Surely you must be joking. Alphabet is the largest web scraper in the world. They would soon go out of business if robots.txt was the only data they scraped.
It’s not a web crawler. They are all web scrapers. And Alphabet/Google sells this data and makes profits from it.
It is not like it is trying to hide the fact that it is king web scraper.
Google has gotten in trouble from various publishers for this before. It is no secret there is a double standard in big tech.
Again if you are going to arrest a web scraper, then arrest the king of all web scrapers first to make it fair.
Data wants to be free. If it is publicly accessible then it is fair game.
So, no source? Your response is unrelated to the statement at hand.

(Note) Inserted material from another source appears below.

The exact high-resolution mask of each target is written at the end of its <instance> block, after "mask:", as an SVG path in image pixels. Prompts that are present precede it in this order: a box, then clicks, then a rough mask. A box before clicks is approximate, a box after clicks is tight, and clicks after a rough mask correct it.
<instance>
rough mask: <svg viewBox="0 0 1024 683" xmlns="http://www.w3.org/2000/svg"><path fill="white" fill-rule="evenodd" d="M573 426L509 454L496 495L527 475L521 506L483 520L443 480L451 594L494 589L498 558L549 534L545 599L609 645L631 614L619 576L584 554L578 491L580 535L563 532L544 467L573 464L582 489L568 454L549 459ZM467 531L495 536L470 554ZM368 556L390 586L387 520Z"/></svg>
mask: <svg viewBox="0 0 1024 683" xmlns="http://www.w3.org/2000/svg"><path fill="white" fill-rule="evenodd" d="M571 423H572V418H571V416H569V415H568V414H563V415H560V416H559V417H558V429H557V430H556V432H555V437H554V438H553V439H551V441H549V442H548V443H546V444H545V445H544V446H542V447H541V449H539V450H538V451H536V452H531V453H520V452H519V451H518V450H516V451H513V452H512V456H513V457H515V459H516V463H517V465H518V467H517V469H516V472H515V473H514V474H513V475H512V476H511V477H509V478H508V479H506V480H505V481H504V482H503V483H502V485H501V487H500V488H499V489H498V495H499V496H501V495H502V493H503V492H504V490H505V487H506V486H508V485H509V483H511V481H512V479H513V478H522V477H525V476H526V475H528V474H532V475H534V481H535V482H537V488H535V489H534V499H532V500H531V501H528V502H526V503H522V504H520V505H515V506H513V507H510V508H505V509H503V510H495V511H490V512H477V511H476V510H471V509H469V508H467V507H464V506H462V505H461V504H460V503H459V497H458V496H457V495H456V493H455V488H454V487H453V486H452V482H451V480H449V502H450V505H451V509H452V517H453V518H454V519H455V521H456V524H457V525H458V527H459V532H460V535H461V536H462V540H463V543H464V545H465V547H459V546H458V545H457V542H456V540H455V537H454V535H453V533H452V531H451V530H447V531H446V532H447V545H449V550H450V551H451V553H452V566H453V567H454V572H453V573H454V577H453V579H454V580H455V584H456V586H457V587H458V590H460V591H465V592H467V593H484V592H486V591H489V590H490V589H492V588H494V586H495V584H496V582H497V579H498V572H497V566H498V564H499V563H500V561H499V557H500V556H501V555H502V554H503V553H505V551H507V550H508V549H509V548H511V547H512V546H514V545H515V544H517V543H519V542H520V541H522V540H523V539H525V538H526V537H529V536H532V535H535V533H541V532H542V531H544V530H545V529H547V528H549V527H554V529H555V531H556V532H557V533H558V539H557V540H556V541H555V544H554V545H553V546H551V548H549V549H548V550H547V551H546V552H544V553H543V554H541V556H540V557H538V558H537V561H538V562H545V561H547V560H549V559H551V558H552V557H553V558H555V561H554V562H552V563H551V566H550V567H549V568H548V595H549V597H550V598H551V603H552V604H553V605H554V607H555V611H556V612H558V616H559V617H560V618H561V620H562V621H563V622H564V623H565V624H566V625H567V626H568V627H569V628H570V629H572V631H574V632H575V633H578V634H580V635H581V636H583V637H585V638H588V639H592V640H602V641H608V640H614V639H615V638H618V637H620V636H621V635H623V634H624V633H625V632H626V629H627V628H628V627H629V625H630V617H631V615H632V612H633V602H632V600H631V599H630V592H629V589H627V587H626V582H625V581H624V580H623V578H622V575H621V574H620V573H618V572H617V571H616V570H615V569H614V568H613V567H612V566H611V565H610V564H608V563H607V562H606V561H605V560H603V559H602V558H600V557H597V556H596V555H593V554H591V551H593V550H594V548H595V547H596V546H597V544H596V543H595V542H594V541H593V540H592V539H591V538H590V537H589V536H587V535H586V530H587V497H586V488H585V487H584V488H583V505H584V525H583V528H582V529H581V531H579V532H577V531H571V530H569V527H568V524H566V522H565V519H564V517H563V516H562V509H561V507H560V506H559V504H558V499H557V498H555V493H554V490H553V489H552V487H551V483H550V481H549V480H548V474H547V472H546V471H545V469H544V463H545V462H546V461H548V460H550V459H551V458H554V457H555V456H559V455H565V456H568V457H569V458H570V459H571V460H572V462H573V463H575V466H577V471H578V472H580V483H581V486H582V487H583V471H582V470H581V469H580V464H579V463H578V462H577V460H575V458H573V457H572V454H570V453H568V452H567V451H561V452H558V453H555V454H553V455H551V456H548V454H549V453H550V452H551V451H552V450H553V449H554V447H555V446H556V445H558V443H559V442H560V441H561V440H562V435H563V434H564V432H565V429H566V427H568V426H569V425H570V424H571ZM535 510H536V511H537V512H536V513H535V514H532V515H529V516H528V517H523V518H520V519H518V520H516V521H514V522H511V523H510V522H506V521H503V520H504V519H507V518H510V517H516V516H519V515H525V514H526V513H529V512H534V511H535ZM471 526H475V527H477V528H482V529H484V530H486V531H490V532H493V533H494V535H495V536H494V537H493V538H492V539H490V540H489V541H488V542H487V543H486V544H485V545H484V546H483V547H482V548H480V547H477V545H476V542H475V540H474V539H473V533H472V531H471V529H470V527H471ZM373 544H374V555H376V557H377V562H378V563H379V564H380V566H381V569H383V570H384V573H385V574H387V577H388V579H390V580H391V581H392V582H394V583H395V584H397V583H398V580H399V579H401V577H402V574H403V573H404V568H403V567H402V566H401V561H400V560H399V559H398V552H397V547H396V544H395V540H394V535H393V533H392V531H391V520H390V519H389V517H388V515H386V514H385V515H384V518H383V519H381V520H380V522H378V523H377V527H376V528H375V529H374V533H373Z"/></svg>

Think about it: Google has every advantage by respecting robots.txt and nothing to win by ignoring it.
Eg.
1) If a media company doesn't want to get crawled: add it in robots.txt
Then they realize their visitors drops and they'll remove it again.
Ergo: publishers sue. Because they want the advantages, but without the scraping. Which doesn't seem logical to me, since they currently give Google explicit permission to scrape content.
2) if they would sometimes leak personal documents protected by robots.txt they could have a lot of lawsuits on their hands.
Robots.txt is a simple method to not get blamed.
Ignoring robots.txt could literally be a core business liability from my POV.
---
So please, source outside of gut feeling, as requested before, would be greatly appreciated.
Google scrapes web data is my point. It is king web scraper.
Robots.txt does not fit into this argument. Im not sure why it was brought up. Google doesn’t scrape urls listed there? Ok. And so? Am I to believe that just because Google says so?
Google scrapes what it wants. It does so for its shareholders. It could care less about web standards.